Tika

JVM since1.0.0 Native since1.0.0

Parse documents and extract metadata and text using Apache Tika.

What’s inside

Please refer to the above link for usage and configuration details.

Maven coordinates

Or add the coordinates to your existing project:

<dependency>
    <groupId>org.apache.camel.quarkus</groupId>
    <artifactId>camel-quarkus-tika</artifactId>
</dependency>

Check the User guide for more information about writing Camel Quarkus applications.

Camel Quarkus limitations

Parameters tikaConfig and tikaConfigUri are not available in quarkus camel tika extension. Configuration can be changed only via application.properties.

While you can use any of the available Tika parsers in JVM mode, only some of those are supported in native mode - see the Quarkus Tika guide.

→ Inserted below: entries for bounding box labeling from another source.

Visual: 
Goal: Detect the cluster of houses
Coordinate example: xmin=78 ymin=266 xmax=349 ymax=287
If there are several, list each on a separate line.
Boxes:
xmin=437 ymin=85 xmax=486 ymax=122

PDF and ODF parsers can not be used both in JVM mode or in the native mode. Pdf extension is suggested for purposes of pdf consumption to avoid a version conflict between Camel and Quarkus-tika extension involving PdfBox dependency.

Use of the Tika parser without any configuration will initialize all available parsers. Unfortunately as some of them don’t work in the native mode, the whole execution will fail.

In order to make the Tika parser work in the native mode, selection of parsers for initialization should be used.

  • quarkus.tika.parsers Comma separated list of parsers (abbreviations). There are two predefined parsers: pdf and odf.

  • quarkus.tika.parser.* Adds new parser abbreviation to be used with previous property. Value is the full class of the parser.

Example of application.properties:

quarkus.tika.parsers = pdf,odf,office
quarkus.tika.parser.office = org.apache.tika.parser.microsoft.OfficeParser

For more information about selecting parsers see the Quarkus Tika guide.

You may need to add the quarkus-awt extension to build the native image. For more information, see Quarkus Tika guide.